Tag schema to provide functionality similar to Stack Overflow's tag synonyms

775 Views Asked by At

I'm currently designing a database for a small bookmarking application (using MySQL) and I'd like to do something clever with the tag system. Although it's not an issue initially, I want to implement something similar to Stack Overflow's tag synonyms, where each tag can have multiple sub-tags that map to it. This would allow tag searches for 'hi' to return bookmarks tagged with 'hello' for example.

I'm familiar with building a many-to-many tag system in which you have three tables: 'tags', 'posts' and 'posts_tags' and I'd like to make synonyms fit in with this.

My initial thoughts were that each tag could have a 'parent' field which contains the ID of the tag it maps to. However, this could cause a lot of orphaned tags and would be a nightmare to manage; I'm looking for speed and elegance.

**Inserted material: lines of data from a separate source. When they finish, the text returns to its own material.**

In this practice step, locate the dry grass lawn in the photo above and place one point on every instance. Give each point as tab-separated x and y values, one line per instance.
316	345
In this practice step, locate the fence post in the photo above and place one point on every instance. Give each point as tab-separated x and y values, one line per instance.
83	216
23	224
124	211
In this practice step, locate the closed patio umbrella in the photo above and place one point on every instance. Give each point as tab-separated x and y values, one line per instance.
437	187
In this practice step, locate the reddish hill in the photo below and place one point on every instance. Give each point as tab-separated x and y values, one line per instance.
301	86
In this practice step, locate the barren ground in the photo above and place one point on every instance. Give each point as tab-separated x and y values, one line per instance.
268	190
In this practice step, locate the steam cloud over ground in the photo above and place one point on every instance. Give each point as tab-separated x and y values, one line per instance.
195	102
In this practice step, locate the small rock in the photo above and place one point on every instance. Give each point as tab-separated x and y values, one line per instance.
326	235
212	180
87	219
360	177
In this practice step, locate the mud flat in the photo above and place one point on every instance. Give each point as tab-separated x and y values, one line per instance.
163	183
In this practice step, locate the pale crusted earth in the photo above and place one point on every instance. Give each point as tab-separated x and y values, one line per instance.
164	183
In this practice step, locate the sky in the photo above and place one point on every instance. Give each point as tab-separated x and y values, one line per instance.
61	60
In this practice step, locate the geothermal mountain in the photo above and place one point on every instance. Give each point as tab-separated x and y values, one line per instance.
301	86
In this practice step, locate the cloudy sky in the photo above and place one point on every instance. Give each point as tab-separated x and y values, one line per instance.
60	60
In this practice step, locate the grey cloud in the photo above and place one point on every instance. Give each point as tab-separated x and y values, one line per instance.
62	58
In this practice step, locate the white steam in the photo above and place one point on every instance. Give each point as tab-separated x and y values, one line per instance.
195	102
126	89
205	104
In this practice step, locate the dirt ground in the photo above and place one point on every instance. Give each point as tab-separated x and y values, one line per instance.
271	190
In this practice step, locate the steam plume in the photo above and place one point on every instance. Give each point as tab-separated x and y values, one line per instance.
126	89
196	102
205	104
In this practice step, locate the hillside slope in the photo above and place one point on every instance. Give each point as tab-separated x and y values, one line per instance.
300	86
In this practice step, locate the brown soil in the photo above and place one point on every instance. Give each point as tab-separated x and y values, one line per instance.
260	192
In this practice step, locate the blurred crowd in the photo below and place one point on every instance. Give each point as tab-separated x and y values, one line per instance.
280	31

If anybody has any ideas/guidance it'd be much appreciated! Thanks

2

There are 2 best solutions below

2
On BEST ANSWER

You could use a child to parent table. For example,

Tags
tagId, pk

ChildToParentTags
childTagId, pk, fk (pk of this table, fk into Tags table)
parentTagId, fk (fk into Tags table, have an index for this column).

Post
postId, pk

assume many-to-many post to tag relationship
PostToTag
postId, pk
tagId, pk

Using childTagId as the pk of the ChildToParentTags table limits a tag to 0 or 1 parent, but allows a parent to have multiple children.

Query for post by tag:

select
 post.postId,
 post.otherStuff
from
 post 
  inner join postToTag on
   post.postId = postToTag.postId
  inner join tag on
   postToTag.tagId = tag.tagId
where
 tag.something = 'desired tag value'
0
On

You can use a system which assigns groups. Creating parent child relationship as mentioned above does not help much. Whereas creating a group relationship helps make search faster.

Create a table called as groups -

id, name, groupid

Each elements that are synonyms should be assigned a groupId (which can be a code assigned number). Whenever there is a movement of elements, or a new element is assigned to a group, or an existing element is moved from a group, all you have to do is update the groupid.

This makes search faster, because, whenever you have to search for something, all you have to do is search for a groupid. All elements with same groupid can be search without the need for an IN clause.

I am assuming that this table will have a FK relationship with some other table. Wherever you have FK relationship, instead of having "id" with PK-FK relation, you can have "groupid" as FK relationship.